In a recent report on 20 years of data from Japan (n = 1,945 KD cases), more granularity on age, seasonal epidemiology, and outcome were seen.2 There was an inverse correlation of male predominance to age, i.e. as age groups got older, there was a gradual shift to female predominance by 7 years of age. The winter/spring predominance (60% of overall cases) did not hold true in younger age groups where summer/fall was the peak season (65% of cases).

Dr. Christopher J. Harrison
Finally, despite treatment, coronary artery abnormalities were observed the least frequently in 11- to 47-month-olds (1.9%) and most frequently in those younger than 4 month olds (5.8%) and older than 83 month olds (6.6%). Keep in mind that Japan has a higher rate of coronary artery abnormalities than that of the United States. Also, the relative infrequency of KD in the oldest and youngest age groups may have led to later diagnosis in these two age groups, leading to less benefit from intravenous immunoglobulin treatment.
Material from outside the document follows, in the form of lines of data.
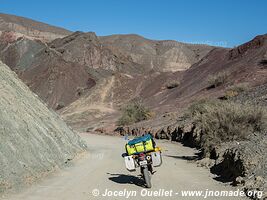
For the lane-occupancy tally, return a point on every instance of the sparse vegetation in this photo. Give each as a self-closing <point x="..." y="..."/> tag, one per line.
<point x="60" y="105"/>
<point x="172" y="84"/>
<point x="134" y="112"/>
<point x="224" y="121"/>
<point x="217" y="79"/>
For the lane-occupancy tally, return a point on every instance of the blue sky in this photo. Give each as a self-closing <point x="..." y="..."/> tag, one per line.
<point x="224" y="23"/>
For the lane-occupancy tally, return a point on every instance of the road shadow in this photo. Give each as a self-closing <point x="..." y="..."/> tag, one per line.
<point x="126" y="179"/>
<point x="189" y="158"/>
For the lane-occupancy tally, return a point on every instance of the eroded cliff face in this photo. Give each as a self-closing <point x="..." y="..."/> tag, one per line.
<point x="30" y="28"/>
<point x="33" y="139"/>
<point x="163" y="56"/>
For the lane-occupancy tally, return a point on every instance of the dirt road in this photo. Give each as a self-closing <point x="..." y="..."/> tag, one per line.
<point x="103" y="169"/>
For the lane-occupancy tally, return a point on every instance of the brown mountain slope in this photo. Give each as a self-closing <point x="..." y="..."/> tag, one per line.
<point x="248" y="66"/>
<point x="30" y="28"/>
<point x="159" y="55"/>
<point x="55" y="80"/>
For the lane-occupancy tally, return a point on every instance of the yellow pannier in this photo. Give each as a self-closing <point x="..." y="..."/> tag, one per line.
<point x="139" y="145"/>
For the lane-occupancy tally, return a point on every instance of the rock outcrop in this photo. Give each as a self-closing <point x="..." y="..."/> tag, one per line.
<point x="30" y="28"/>
<point x="34" y="140"/>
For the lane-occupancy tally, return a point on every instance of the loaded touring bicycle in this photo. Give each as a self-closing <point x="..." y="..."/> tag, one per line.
<point x="142" y="152"/>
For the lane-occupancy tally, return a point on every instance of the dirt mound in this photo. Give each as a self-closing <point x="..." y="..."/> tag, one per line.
<point x="30" y="28"/>
<point x="34" y="140"/>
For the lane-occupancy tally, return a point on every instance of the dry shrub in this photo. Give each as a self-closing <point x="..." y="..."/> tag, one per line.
<point x="224" y="121"/>
<point x="217" y="79"/>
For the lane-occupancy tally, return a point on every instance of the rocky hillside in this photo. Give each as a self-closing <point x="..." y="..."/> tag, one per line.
<point x="34" y="139"/>
<point x="164" y="56"/>
<point x="29" y="28"/>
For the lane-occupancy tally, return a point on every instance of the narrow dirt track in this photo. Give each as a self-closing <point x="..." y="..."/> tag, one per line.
<point x="103" y="168"/>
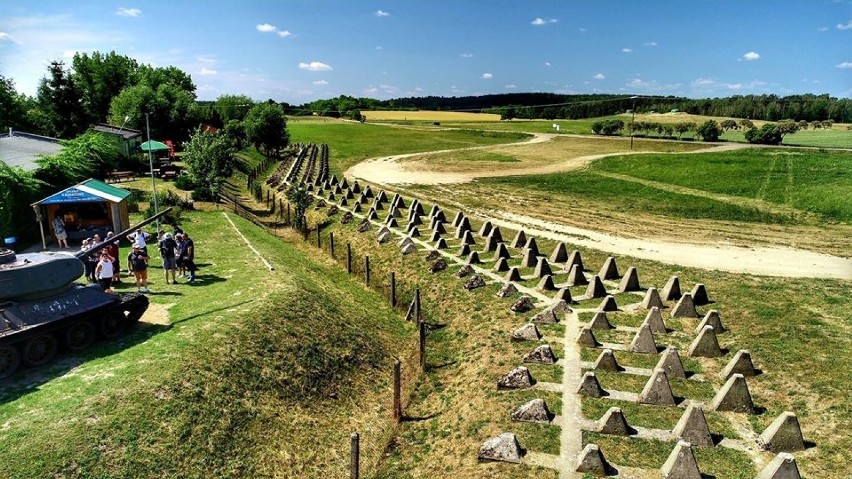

With the goal of not missing any KD and diagnosing as early as possible to limit sequelae, we all need to be relative experts and keep alert for clinical scenarios that warrant our raising our index of suspicion. But now the seasonality trends appear blurred in the youngest cases and the male predominance is blurred in the oldest cases. And remember that fever and irritability for longer than 7 days in young infants may be the only clue to KD.

Dr. Harrison is professor of pediatrics and pediatric infectious diseases at Children’s Mercy Hospitals and Clinics, Kansas City, Mo. He said he had no relevant financial disclosures. Email him at pdnews@mdedge.com.

References

1. Circulation. 2017 Mar 29. doi: 10.1161/CIR.0000000000000484

2. N Engl J Med. 2018 May 24. doi: 10.1056/NEJMc1804312.